The way businesses responded to COVID-19 has had consequences, both good and bad. In our latest wave of COVID-19 surveys, INNOVATIVE has taken a fresh look at the at how Canadians are judging the COVID-19 response of different industries. These are the results of an 1887-person online survey weighted to reflect the actual Canadian population according to the census.
The vast majority of the 26 industries we explored have been seen to do a good job in responding to the pandemic.
Applying a more sophisticated screen to this data, we look not only at positive or negative opinion but the salience, or presence of an industry in the minds of Canadians thinking about COVID-19 and business responses. Some industries frequently elicit strong opinions from respondents, whether positive or negative, and we call this effect “engagement”. Canadians don’t have strong opinions on every industry, however, so their “engagement” with those sectors is lower.
The big winners in this analysis are grocery stores, pharmacies, hospitals, and restaurants, all which receive a “good” rating from at least two-thirds of our respondents and high levels of engagement.
Insurance companies and, particularly, residential landlords have marginal scores that suggest they are vulnerable to reputational damage. Fortunately for them, they have quite low levels of engagement.
Some industries have lost ground during COVID. Four industries receive more “poor” than “good” ratings including airlines, meat packing plants, retirement homes, and long-term care homes.
However, since September 2020, nursing and retirement homes have seen their reputational loses start to abate.
Among the vast group of industries with moderately favourable scores, two stand out as having lost some ground in the second half of the pandemic. Construction and manufacturing have suffered the largest reputational decline since September 2020. In September both were among the better performing groups in the public’s opinion, but they have now declined from a net score of +38% for construction and +32% for manufacturing to only +20% and +19% respectively.
There appear to be three key factors at play:
- Essential services (hospitals, pharmacy, grocery) are seeing a boost due to their sacrifice and service for the common good.

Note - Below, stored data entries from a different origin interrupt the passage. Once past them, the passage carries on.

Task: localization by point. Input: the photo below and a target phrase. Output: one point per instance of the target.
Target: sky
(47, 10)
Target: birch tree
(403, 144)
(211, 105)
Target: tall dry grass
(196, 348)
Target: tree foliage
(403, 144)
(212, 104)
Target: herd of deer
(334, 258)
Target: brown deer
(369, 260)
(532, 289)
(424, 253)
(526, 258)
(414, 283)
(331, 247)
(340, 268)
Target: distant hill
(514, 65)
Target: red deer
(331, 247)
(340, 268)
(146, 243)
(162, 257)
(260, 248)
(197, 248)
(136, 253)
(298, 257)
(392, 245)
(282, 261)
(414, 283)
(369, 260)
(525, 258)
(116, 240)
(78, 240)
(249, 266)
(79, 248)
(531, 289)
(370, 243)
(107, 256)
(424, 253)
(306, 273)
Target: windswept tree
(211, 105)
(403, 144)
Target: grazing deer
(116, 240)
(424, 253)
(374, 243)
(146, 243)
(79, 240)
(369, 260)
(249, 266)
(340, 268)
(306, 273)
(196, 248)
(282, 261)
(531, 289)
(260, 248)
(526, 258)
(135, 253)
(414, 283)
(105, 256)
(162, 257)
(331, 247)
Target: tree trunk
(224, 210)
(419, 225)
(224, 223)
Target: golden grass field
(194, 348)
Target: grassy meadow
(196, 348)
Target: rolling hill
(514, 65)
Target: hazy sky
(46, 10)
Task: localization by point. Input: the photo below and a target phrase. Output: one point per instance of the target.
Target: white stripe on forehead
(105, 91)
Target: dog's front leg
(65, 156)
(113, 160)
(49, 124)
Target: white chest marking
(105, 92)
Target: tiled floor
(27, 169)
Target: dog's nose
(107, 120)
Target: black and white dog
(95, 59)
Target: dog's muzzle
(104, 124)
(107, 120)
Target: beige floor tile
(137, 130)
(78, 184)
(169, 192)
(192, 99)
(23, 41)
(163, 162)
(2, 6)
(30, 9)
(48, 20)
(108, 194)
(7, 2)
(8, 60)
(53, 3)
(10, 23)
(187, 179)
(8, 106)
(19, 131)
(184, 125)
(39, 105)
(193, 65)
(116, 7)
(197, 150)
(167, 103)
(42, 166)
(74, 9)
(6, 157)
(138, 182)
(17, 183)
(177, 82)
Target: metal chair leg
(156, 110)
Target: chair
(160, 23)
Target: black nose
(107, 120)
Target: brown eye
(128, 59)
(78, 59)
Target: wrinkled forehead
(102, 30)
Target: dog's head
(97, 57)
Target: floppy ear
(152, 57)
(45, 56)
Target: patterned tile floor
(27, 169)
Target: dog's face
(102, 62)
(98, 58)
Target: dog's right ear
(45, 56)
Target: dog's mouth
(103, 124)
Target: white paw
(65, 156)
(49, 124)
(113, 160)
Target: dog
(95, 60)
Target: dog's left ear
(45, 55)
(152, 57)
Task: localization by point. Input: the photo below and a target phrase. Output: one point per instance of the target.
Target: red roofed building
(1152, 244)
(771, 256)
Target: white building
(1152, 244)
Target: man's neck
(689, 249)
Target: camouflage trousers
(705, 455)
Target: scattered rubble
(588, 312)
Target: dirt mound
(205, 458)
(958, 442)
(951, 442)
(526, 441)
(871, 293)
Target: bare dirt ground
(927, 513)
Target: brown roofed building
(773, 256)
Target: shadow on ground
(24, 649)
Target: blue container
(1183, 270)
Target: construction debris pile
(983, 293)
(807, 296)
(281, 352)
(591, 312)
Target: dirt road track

- Industries with well-known outbreaks have either slipped (construction, manufacturing) or actually lost reputation (meatpacking, long-term care, retirement homes).
- Industries with consumer issues such as delayed refunds also lost ground (insurance, airlines).
As Canadians forget the details of their COVID experiences, the feelings remain. Whether they are looking for employees, new sites for their businesses, or support from governments, industries will feel the impact of their pandemic responses for some time to come.